Ölüm kokusuyla ölü kokusu aynı Auschwitz’te. Aradan onca yıl geçmesine rağmen ölümün ve ölünün keskin kokusu, burun deliklerinizin arasından geçerek beyninize bir ok gibi saplanıyor. Keskin bir koku, derin bir sessizlik ve adını bir türlü koyamadığım hisler… Auschwitz’deki ilk yarım saat, neden ve niçin sorularıyla geçiyor. Sonra alışıyorsunuz. Tıpkı onların işkenceye, ölüme alıştığı gibi…
Daha dün kapatılmış hissi her şeyi anlatıyor. Toplanan saçlar, gözlükler, tabaklar, tencereler ve protezler bilançoyu insanın gözüne gözüne sokuyor. Sergilenen eşyalar arasında ‘Erdal’ marka tıraş kremi görmek aslında ölüme çok yakın olduğumuzu hissettiriyor. En kötüsü ise bebek kıyafetleri ve kırık dökük oyuncaklar…
Müze ama eski değil. Tarih ama onca ölümün içinde ölmemiş işte. Koskoca isim yazılı bavulun içinde saklı, kadın saçlarında örülü çocuk ayakkabılarının bağcıklarına dolanmış. Herkes terk etmiş, ruhlar kaçmış, Auschwitz’in üzerine kapkara bir bulut yerleşmiş…

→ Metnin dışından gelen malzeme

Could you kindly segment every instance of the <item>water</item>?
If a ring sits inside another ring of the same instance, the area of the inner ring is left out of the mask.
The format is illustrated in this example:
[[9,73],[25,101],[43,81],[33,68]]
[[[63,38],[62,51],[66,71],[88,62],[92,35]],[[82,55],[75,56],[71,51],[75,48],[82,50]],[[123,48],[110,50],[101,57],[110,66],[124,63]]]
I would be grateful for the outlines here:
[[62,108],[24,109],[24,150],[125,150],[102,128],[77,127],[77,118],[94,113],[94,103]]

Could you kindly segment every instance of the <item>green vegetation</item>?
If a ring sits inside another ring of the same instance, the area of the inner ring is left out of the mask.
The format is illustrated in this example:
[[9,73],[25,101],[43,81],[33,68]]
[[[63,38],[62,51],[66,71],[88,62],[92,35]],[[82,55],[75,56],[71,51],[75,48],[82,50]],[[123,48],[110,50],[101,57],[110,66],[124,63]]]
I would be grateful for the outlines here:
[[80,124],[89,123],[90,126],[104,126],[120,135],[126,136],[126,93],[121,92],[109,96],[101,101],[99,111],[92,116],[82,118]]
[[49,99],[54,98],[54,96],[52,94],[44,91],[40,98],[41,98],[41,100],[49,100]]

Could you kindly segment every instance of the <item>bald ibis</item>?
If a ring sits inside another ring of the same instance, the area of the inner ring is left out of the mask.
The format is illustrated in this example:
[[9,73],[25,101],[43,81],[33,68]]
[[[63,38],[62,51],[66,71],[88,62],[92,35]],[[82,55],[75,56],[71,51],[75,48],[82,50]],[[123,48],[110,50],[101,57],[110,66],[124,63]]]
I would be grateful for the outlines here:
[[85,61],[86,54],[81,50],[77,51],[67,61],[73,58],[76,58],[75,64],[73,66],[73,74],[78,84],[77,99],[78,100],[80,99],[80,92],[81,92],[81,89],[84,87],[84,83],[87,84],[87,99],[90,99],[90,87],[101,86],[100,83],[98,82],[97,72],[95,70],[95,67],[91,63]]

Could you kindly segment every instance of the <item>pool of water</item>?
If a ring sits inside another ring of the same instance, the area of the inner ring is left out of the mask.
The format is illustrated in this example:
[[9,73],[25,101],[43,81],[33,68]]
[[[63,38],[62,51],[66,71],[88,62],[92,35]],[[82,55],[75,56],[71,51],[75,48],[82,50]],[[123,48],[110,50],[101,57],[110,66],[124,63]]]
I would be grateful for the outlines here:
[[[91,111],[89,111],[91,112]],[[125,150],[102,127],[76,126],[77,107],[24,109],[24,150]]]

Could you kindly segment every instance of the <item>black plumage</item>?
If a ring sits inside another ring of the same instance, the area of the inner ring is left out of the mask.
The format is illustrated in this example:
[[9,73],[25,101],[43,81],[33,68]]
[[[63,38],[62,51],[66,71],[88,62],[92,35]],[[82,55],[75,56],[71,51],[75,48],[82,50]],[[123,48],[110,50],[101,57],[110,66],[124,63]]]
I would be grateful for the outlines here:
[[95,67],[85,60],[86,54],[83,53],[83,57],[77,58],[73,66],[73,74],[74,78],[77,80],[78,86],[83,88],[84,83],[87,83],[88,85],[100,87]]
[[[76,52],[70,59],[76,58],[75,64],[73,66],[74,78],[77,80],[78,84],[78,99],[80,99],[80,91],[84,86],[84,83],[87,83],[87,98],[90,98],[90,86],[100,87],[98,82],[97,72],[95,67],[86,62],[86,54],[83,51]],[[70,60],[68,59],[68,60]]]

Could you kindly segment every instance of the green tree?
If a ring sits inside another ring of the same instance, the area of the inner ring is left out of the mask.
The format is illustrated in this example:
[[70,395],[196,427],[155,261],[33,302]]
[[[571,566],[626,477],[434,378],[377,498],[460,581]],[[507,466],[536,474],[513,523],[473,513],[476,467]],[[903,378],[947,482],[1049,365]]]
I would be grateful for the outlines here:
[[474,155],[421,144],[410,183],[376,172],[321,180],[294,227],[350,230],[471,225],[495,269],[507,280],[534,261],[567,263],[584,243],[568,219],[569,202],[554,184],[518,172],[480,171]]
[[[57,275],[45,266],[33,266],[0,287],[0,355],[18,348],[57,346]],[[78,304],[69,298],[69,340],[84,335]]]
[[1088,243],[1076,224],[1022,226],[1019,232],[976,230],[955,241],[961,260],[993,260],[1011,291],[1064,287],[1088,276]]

Nazi Almanya’sının en çok insan katlettiği, daha doğrusu insanlığı katlettiği Auschwitz – Birkenau Nazi Toplama Kampı’na, Krakow üzerinden gidiliyor. Krakow şehir merkezindeki turizm ofisleri aracılığı ile 100 Ziloty karşılığında Auschwitz turlarına katılabilirsiniz. Bunun yanı sıra kendi imkanlarınızla Krakow Glowny Tren İstasyonu’na giderek trenle ya da otobüsle kampa ulaşabilirsiniz. Tren ile ulaşım daha ucuz olmasına rağmen trenden indiğiniz yer, kampa 1.5 km uzaklıkta. Otobüsler ile ise kampın içine kadar varabilirsiniz.
Kamp, Auschwitz ve Birkenau olmak üzere 2 farklı bölgeden oluşuyor. İlk olarak Auschwitz’i ziyaret ediyorsunuz. Buradaki geziyi tamamladıktan sonra ücretsiz otobüslerle Auschwitz’in yaklaşık 2 kilometre uzaklığında bulunan Birkenau bölümüne geçiyorsunuz.
Holokost öncesi Oscwinchim adıyla anılan ve yarısından fazlası Yahudi olan yaklaşık 15 bin kişinin yaşadığı sakin bir kasaba olan Auschwitz, Avrupa’nın çeşitli noktalarından getirilen ve büyük çoğunluğu Yahudi olan 1,3 milyon kişiye mezar oldu. 1979 yılında UNESCO’nun İnsanlığın Kültür Mirası Listesi’ne eklenen Auschwitz – Birkenau toplama kampları, tüm çıplaklığı ile yaşanan milyon tane acıyı gözlerinize, kulaklarınıza, daha da önemlisi içinize içinize işliyor…
‘Çalışmak özgür kılar’ anlamına gelen ‘Arbeit macht frei’ yazısının altından geçtikten sonra siyah beyaz filme dönüşüyor her şey…
Auschwitz Birkenau’ya tüm Avrupa’dan 1,3 milyon insan yerleştirilmiş ve 1 milyonu Yahudi olmak üzere 1,1 milyonun öldürüldüğü tahmin ediliyor. Yaklaşık 900 bin kişi kampa geldikleri anda doğrudan gaz odalarına gönderilerek ya da vurularak öldürüldü. Kalan 200 bin insan, hastalık, gıda kıtlığı, kötü muamele, tıbbi deneyler nedeniyle ve daha sonra gönderildikleri gaz odalarında ölmüşler…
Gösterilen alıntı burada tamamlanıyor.